President and CEO of Osisko, John Burzynski, stated: “We are very pleased to announce today’s proposed transaction with Beaufield. By joining Osisko in our large-scale exploration and development programme at Windfall, Beaufield Shareholders have the opportunity to capitalise on the strong premium offered today and to benefit from the future growth of our project.”
Ron Stewart, President and CEO of Beaufield, commented: “We are very pleased to be joining forces with Osisko, which continues to demonstrate its leadership and strength in advancing its portfolio of resource projects including the flagship Windfall district. We believe the combination of our projects will provide benefit to the shareholders of both companies and look forward to participating in the future success of Osisko.”
Under the terms of the agreememt, holders of Beaufield shares will be entitled to receive 0.0482 of a common share of Osisko in exchange for each Beaufield share held immediately prior to the effective time of the arrangement, representing an implied offer price of $0.082 per Beaufield share based on Osisko’s closing price as of 14 August 2018 and a premium of approximately 54% based on the 20 day volume weighted average price of both companies’ common shares on the Toronto Stock Exchange and TSX Venture Exchange, as the case may be, on 14 August 2018 (being the last trading day prior to the announcement of the arrangement).
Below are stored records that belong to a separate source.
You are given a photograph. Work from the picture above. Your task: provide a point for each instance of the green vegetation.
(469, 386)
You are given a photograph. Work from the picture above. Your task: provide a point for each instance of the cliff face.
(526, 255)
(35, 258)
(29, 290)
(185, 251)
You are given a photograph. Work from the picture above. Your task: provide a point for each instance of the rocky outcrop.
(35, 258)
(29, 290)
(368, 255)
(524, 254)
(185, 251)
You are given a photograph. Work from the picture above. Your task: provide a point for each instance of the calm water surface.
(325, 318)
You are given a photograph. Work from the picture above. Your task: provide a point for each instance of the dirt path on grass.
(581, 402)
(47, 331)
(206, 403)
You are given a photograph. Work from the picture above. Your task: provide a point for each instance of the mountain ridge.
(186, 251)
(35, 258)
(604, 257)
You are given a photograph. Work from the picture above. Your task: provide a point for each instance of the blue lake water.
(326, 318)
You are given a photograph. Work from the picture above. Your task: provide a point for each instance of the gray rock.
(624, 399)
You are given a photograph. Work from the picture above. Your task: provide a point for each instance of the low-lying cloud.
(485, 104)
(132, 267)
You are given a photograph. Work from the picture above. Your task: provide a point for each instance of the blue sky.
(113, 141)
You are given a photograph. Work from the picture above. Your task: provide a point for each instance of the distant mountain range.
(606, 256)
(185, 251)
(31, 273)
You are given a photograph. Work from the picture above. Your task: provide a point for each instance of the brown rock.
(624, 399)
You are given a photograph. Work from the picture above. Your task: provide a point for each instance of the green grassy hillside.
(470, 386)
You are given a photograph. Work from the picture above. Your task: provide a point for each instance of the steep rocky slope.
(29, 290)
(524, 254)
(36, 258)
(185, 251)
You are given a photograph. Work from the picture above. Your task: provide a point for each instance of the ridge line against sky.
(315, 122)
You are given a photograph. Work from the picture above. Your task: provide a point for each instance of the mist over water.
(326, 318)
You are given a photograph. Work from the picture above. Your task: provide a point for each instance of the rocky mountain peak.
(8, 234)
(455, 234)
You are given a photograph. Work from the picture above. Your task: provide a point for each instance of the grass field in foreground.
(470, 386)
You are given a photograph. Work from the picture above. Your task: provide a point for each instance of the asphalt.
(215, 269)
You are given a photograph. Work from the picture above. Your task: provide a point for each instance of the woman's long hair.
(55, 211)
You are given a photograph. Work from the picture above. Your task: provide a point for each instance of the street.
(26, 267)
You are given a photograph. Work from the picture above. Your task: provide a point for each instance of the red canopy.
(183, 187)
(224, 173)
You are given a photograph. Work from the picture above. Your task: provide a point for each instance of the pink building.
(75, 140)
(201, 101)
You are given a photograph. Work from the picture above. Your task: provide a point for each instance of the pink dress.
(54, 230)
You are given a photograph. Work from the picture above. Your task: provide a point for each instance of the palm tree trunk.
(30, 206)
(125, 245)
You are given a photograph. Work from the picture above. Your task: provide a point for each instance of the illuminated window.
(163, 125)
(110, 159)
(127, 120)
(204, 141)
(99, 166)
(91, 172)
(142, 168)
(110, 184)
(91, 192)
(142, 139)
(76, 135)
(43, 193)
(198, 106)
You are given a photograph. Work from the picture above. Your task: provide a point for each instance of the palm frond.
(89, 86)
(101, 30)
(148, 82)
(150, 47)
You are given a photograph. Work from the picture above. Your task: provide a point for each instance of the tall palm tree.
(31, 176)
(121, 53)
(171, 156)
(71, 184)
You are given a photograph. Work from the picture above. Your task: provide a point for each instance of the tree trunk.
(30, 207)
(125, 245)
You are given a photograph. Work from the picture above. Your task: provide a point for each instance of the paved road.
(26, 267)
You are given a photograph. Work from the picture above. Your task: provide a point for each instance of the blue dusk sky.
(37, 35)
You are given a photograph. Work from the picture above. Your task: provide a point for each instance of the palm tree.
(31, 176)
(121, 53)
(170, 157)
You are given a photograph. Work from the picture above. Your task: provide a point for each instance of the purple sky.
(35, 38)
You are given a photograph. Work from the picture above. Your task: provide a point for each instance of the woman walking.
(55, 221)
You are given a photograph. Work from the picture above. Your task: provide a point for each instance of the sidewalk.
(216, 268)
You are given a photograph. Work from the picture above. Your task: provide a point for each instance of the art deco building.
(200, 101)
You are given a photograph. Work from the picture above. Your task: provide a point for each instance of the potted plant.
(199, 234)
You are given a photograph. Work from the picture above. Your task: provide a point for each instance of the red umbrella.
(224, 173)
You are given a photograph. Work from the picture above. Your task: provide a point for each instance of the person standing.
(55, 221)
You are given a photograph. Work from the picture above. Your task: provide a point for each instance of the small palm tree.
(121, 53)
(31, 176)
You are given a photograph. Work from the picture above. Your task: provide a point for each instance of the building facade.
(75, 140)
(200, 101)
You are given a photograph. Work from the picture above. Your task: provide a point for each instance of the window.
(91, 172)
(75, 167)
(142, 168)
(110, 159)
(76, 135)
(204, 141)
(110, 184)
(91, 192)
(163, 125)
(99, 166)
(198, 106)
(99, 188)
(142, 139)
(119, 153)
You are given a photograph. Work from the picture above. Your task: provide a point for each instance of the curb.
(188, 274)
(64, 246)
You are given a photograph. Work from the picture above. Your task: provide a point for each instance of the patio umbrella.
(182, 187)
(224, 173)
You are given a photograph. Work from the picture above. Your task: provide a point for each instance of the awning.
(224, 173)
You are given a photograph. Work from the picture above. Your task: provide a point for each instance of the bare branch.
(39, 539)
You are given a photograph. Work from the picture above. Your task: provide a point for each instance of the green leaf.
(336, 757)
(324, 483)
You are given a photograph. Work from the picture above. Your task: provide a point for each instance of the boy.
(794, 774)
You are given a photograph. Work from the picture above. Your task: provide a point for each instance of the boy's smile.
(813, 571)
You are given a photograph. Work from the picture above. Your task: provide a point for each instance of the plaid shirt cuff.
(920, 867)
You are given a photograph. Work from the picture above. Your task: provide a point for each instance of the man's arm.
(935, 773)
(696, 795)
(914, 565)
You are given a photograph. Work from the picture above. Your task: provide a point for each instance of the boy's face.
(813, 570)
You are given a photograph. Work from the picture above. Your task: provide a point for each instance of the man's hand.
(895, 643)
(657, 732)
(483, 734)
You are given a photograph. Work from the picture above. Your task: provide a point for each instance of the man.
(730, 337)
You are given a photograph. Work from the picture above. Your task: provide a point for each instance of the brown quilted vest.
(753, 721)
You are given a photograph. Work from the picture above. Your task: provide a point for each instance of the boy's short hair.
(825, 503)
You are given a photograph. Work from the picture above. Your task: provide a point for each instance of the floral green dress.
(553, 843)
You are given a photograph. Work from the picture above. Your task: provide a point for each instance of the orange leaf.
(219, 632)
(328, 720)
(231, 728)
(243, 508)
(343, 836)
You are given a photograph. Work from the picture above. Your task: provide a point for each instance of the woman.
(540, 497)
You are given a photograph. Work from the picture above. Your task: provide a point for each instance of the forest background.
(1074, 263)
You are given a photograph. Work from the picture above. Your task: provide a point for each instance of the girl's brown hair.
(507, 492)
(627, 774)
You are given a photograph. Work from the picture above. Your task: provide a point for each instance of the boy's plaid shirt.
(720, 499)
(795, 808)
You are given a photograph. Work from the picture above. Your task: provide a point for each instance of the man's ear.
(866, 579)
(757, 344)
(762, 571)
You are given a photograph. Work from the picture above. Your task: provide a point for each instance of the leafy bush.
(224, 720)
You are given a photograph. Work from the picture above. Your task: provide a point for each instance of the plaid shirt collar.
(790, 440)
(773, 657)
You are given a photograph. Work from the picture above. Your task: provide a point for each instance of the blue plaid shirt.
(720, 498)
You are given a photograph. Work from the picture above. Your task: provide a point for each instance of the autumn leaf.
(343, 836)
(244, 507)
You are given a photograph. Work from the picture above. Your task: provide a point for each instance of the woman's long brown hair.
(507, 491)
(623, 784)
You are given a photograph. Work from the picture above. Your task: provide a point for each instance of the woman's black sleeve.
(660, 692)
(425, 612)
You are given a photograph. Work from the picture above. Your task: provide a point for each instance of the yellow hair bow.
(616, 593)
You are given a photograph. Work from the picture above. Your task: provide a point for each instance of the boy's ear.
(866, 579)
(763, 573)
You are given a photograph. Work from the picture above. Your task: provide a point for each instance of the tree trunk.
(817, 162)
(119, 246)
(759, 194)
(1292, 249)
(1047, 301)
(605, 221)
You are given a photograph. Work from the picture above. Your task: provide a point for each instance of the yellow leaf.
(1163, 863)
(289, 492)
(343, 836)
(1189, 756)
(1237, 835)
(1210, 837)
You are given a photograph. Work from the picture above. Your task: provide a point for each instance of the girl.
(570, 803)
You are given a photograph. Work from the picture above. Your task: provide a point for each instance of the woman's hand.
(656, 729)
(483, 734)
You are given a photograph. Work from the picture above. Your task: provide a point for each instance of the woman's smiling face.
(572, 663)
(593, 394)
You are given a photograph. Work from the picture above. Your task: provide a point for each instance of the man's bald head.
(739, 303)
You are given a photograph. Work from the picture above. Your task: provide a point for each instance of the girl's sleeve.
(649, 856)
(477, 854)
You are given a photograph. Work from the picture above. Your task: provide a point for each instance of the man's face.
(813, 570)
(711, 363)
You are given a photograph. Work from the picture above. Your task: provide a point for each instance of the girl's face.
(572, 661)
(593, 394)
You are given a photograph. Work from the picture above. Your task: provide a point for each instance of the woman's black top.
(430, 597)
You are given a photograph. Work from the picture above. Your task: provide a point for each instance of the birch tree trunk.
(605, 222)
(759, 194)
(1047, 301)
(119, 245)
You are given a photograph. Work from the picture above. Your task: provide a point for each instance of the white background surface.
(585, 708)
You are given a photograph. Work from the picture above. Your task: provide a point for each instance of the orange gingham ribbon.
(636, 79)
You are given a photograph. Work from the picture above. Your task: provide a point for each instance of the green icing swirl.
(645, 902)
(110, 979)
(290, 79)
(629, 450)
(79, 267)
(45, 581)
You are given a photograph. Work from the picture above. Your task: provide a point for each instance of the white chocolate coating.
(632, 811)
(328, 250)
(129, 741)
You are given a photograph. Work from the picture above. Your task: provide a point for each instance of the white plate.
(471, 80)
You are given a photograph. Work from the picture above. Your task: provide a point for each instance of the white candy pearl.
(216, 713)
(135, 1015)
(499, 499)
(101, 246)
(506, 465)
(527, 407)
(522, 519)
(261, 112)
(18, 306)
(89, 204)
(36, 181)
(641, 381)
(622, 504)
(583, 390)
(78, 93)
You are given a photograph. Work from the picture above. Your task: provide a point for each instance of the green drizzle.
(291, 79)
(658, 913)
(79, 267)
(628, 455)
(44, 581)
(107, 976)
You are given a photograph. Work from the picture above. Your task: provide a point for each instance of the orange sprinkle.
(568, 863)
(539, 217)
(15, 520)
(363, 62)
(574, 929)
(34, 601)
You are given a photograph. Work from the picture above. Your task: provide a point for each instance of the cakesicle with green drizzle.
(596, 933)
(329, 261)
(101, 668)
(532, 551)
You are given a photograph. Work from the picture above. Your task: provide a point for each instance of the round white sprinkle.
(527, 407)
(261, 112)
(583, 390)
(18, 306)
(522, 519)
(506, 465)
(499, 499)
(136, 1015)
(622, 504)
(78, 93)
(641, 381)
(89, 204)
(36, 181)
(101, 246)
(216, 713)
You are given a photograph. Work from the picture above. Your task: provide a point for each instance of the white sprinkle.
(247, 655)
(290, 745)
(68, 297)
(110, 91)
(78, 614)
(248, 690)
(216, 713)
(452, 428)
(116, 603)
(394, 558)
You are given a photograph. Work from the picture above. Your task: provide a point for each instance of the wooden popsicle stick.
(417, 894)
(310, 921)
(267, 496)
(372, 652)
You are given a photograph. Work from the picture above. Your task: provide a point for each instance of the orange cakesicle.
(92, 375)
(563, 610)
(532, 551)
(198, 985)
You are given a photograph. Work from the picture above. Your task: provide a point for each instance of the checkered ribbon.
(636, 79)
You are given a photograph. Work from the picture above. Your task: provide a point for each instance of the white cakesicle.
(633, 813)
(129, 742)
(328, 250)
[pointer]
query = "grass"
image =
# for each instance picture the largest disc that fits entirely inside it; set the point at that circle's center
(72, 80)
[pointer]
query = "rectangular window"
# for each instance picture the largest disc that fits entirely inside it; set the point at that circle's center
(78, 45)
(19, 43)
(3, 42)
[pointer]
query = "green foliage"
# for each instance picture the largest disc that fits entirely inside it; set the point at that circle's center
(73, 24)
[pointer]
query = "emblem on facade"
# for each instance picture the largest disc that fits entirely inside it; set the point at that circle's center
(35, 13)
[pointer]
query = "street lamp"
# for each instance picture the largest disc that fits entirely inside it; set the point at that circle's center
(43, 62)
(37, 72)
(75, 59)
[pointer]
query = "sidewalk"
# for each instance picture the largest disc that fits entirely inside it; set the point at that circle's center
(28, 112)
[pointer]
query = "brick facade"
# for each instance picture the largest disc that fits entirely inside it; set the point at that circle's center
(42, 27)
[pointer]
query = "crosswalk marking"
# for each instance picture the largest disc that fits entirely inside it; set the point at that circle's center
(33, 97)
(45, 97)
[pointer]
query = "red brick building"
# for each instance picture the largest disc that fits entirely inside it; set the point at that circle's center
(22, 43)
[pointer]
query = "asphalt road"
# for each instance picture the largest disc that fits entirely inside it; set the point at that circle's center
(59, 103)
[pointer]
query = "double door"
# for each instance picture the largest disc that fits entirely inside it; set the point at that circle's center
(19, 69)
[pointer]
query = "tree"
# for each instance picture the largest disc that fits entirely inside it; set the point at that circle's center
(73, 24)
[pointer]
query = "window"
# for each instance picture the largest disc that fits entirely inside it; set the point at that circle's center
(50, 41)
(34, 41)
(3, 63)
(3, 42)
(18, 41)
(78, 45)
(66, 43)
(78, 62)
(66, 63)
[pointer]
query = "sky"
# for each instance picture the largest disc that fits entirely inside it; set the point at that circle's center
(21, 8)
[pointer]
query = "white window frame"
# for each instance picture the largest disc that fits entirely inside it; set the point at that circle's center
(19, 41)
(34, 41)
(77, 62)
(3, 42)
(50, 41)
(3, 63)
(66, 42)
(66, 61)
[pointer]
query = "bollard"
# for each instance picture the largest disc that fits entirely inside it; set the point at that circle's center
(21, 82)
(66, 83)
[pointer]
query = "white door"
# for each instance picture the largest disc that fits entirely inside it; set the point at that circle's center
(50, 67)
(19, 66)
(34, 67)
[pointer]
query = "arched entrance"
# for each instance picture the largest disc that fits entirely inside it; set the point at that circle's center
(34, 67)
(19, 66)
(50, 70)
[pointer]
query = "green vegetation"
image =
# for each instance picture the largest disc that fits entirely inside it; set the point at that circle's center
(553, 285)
The arrangement is to require the approval of Beaufield shareholders at a special meeting, which is expected to take place in October 2018. In order to become effective, the arrangement must be approved at the Beaufield meeting by (i) at least 66?% of the votes cast by Beaufield shareholders, and (ii) a simple majority of the votes cast by Beaufield shareholders after excluding any Beaufield shares held by any “interested party” or “related party” of an “interested party” (as such terms are defined in Multilateral Instrument 61-101 – Protection of Minority Shareholders in Special Transactions). Directors and officers of Beaufield and certain Beaufield Shareholders holding approximately 7.5% of the issued and outstanding Beaufield shares have entered into voting and support agreements with Osisko in support of the arrangement.
On the recommendation of its independent special committee Beaufield’s board of directors has unanimously approved the arrangement and will recommend that Beaufield Shareholders vote FOR the Arrangement.
The Arrangement Agreement includes representations, warranties and covenants typical of a transaction of this nature, including with respect to non-solicitation, a right to match, and a fiduciary-out. In addition, Beaufield has agreed to pay a termination fee to Osisko upon the occurrence of certain events. The full details of the agreement will be made available on SEDAR under the issuer profile of Beaufield at www.sedar.com.
Full particulars of the arrangement are also to be included in a management information circular of Beaufield describing the matters to be considered at the Beaufield meeting, which is expected to be mailed to the Beaufield Shareholders in September 2018 and made available on SEDAR under the issuer profile of Beaufield at www.sedar.com.